Desde la aparición misma de la película hay quien ha reseñado Elysium como una ilustración futurista del ideario socialista, pero tampoco. Igual que en Distrito 9 el tema de fondo –el racismo– se trataba a partir de un fenómeno histórico concreto –el apartheid en Sudáfrica–, en la segunda distopía de Blomkamp el tema de fondo –la desigualdad– se invoca a través de un referente específico: la inmigración latinoamericana en Estados Unidos.

Un ejemplo: en el año 2154, cuando Los Angeles es una ciudad de chabolas en la que el español es la lengua materna, la frontera no es ya la que cose México a Estados Unidos o las millas de Caribe que separan Cuba de Miami: ahora es el espacio. El sueño de cualquier terrícola, a la postre su única oportunidad de escapar de la pobreza, es conseguir un pase en alguna de las pequeñas naves –pateras o cayucos espaciales, permitiéndonos la licencia– que regularmente intentan escapar de la Tierra, burlar la seguridad de Elysium y aterrizar en su suelo. La estación espacial, por supuesto, derriba las que puede y cuando no, confina en campos a sus pasajeros y los deporta inmediatamente.

La metáfora no es sutil, quizá porque ni siquiera pretende ser metáfora. Esta historia, de hecho, tiene lugar en un futuro postapocalíptico sin que haya tenido lugar, en puridad, ningún apocalipsis previo. La humanidad se ha limitado a llevar el mismo rumbo que lleva hoy, agudizando los conflictos sociales, económicos y medioambientales de los que somos testigos a principios del siglo XXI, y por eso el espectador es capaz de reconocer intuitivamente todo aquello de lo que habla la Blomkamp: del estatus económico asociado al color de piel, por ejemplo; de la deslocalización industrial y la polarización geográfica de ricos y pobres; o de la emergencia inevitable de la delincuencia y la atrocidad.
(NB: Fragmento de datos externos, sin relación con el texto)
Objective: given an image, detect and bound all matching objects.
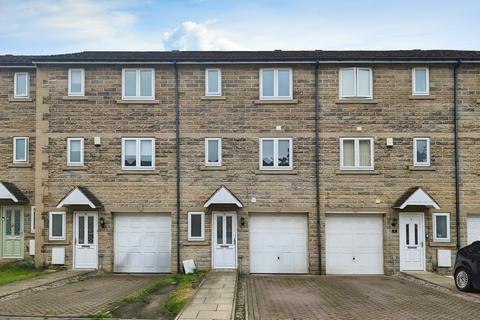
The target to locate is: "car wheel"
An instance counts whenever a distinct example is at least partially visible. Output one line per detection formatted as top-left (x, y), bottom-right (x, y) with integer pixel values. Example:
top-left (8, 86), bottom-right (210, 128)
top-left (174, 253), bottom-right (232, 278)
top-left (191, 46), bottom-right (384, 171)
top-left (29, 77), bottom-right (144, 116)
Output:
top-left (455, 268), bottom-right (473, 291)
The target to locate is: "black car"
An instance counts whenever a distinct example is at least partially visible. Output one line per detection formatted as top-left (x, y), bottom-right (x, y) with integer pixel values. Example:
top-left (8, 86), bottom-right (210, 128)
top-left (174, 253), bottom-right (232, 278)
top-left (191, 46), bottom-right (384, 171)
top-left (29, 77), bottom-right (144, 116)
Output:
top-left (454, 241), bottom-right (480, 291)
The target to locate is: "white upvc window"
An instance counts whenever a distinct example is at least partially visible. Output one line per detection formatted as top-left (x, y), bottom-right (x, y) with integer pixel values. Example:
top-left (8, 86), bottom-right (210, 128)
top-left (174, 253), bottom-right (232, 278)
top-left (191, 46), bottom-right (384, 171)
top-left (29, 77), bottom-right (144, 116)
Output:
top-left (205, 69), bottom-right (222, 96)
top-left (122, 138), bottom-right (155, 170)
top-left (339, 67), bottom-right (373, 99)
top-left (48, 211), bottom-right (67, 240)
top-left (68, 69), bottom-right (85, 96)
top-left (260, 138), bottom-right (293, 170)
top-left (13, 137), bottom-right (28, 163)
top-left (413, 138), bottom-right (430, 167)
top-left (188, 212), bottom-right (205, 241)
top-left (433, 212), bottom-right (450, 242)
top-left (67, 138), bottom-right (84, 166)
top-left (205, 138), bottom-right (222, 166)
top-left (122, 68), bottom-right (155, 100)
top-left (412, 68), bottom-right (430, 96)
top-left (260, 68), bottom-right (293, 100)
top-left (13, 72), bottom-right (29, 98)
top-left (340, 138), bottom-right (374, 170)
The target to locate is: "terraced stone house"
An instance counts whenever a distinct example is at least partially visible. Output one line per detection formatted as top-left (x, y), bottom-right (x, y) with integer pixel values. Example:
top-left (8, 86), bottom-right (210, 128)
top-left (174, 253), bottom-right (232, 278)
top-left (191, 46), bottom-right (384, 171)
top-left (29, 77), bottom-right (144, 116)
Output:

Incluso pasados unos minutos, cuando el espectador se da cuenta de que su personaje es pobre de solemnidad, hasta empieza a encontrar completamente normal que Matt Damon se pase media película, casi literalmente, hablando en castellano.

Tratándose de una fantasía muy, muy realista, Blomkamp no necesita invertir demasiados recursos en la cosmogonía y puede así dedicar metraje –de hecho, mucho metraje– a evitar la construcción y componer aquello que acaba de hacer de Elysium una gran cinta: la acción.
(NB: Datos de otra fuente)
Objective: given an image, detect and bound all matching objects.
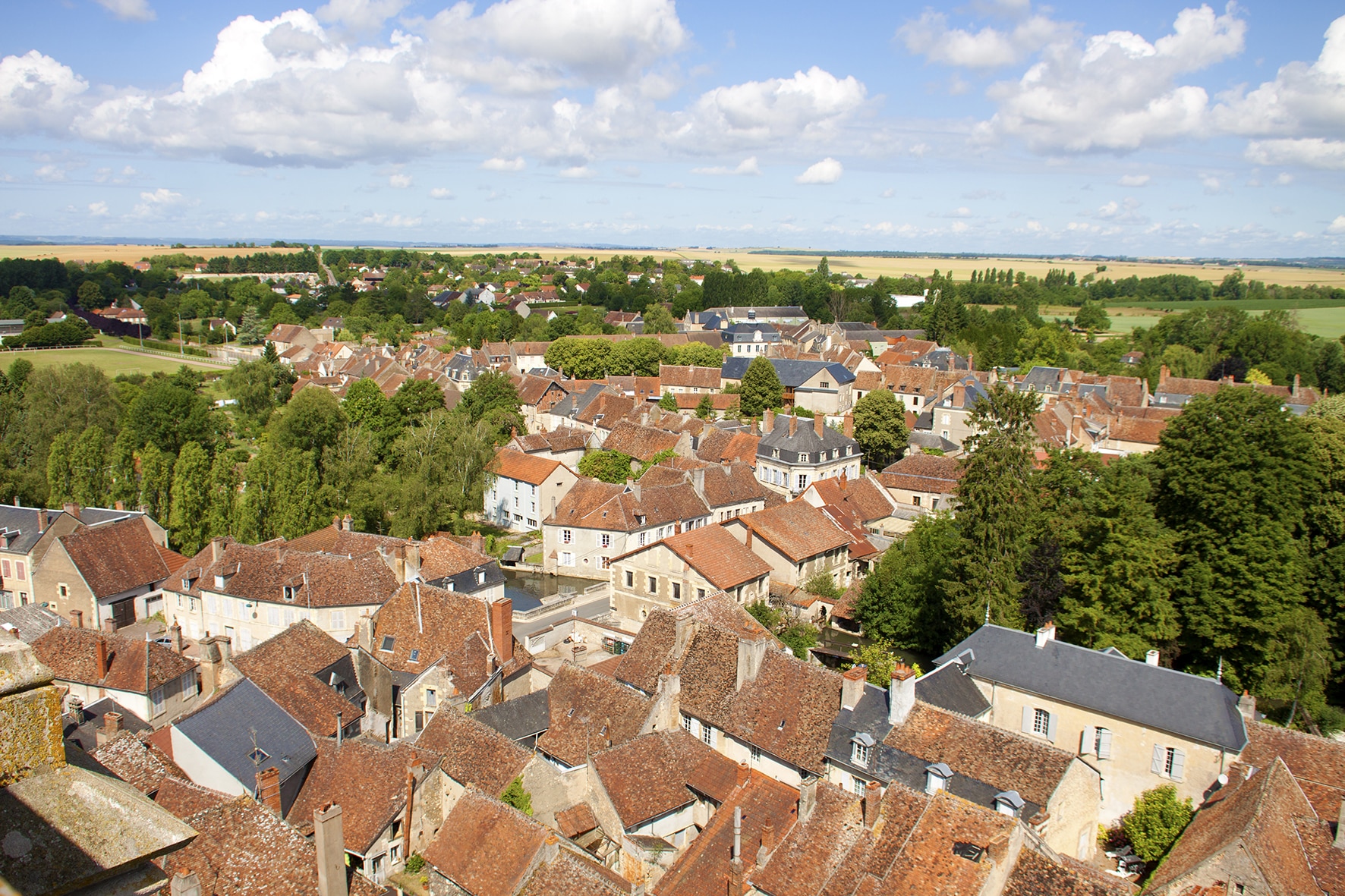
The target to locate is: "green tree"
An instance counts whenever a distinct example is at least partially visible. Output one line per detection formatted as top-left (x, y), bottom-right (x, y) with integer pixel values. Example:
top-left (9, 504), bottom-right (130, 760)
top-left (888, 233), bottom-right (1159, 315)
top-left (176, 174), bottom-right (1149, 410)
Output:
top-left (169, 442), bottom-right (211, 557)
top-left (852, 388), bottom-right (911, 470)
top-left (1120, 784), bottom-right (1192, 865)
top-left (739, 355), bottom-right (784, 417)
Puede que la película sea un tratado distópico y una ficción política, pero en lo fundamental no deja de ser, como Distrito 9, una cinta de acción con un héroe idealista –Matt Damon–, su Sancho –Diego Luna–, su antagonista físico –Sharlto Copley, el carismático protagonista de la anterior cinta de Blomkamp– y su villano –Jodie Foster–. Y entre ellos, claro, muchas carreras y persecuciones y una dosis reseñable de sangre en la huida hacia adelante de Max, que intenta llegar a la estación espacial sin reparar en explosiones y muertes porque lo único que le espera si no lo consigue es, recordemos, una muerte inmediata.

Elysium

Director: Neill Blomkamp

Nacionalidad: Estados Unidos

Duración: 109 minutos

Género: Ciencia ficción, acción

Reparto: Matt Damon, Jodie Foster, Sharlto Copley, Diego Luna, Alice Braga, Wagter Moura.